To the best of our knowledge, only few works target on the robotic compensation of hand function in the latter phase of rehabilitation. This means that patients usually after 6–9 months of rehabilitation must rely only on compensatory strategies by improving adaptations that increase the functional disparity between the impaired and the unaffected upper limb [13].

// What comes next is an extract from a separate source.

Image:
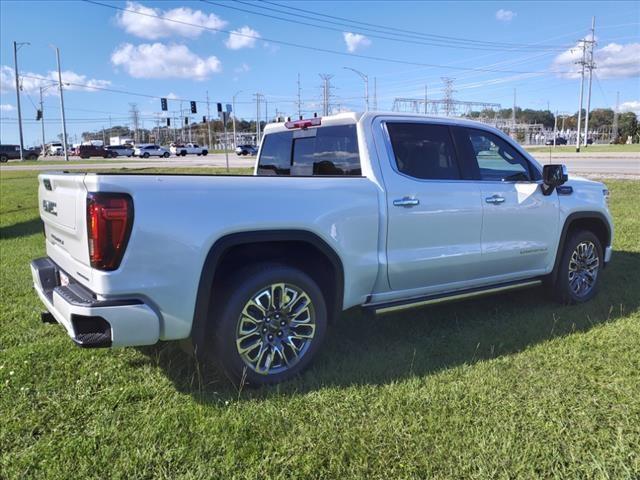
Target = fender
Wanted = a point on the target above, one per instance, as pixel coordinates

This work focuses on the compensation of hand function in patients with paretic limbs, e.g. chronic stroke patients. The final aim is to provide the patient with an additional robotic finger worn on the wrist. The Robotic Sixth Finger is used together with the paretic hand to seize an object, as shown in Fig. 1. The systems acts like a two-finger gripper, where one finger is represented by the Robotic Sixth Finger, while the other by the patient paretic limb. The proposed device goes beyond exoskeletons: it adds only what is needed to grasp, i.e. an extra thumb. We presented in [7] a preliminary version of a robotic extra-finger showing how this wearable device is able to enhance grasping capabilities and hand dexterity in healthy subjects. In [8], we also presented an object-based mapping algorithm to control robotic extra-limbs without requiring explicit commands by the user. The main idea of the mapping was to track human hand by means of dataglove and reproduce the main motions on the extra-finger. This kind of approach is not suitable for patients with a paretic limb due to the reduced mobility of the hand. Therefore, we developed a wearable interface embedded in a ring to activate and use the finger [14].

In this work, we propose two possible designs of devices. The first model is a modular fully actuated finger. The other design consists of an underactuated finger which is compliant and consequently able to adapt to the different shapes of the objects.

For validation purposes, pilot experiments with two chronic stroke patients were performed. The experiments consisted in wearing the Robotic Sixth Finger and performing a rehabilitation test referred to as Frenchay Arm Test [15, 10]. Finally, we present preliminary results on the use of the extra-fingers for grasping objects for Activities of Daily Living (ADL).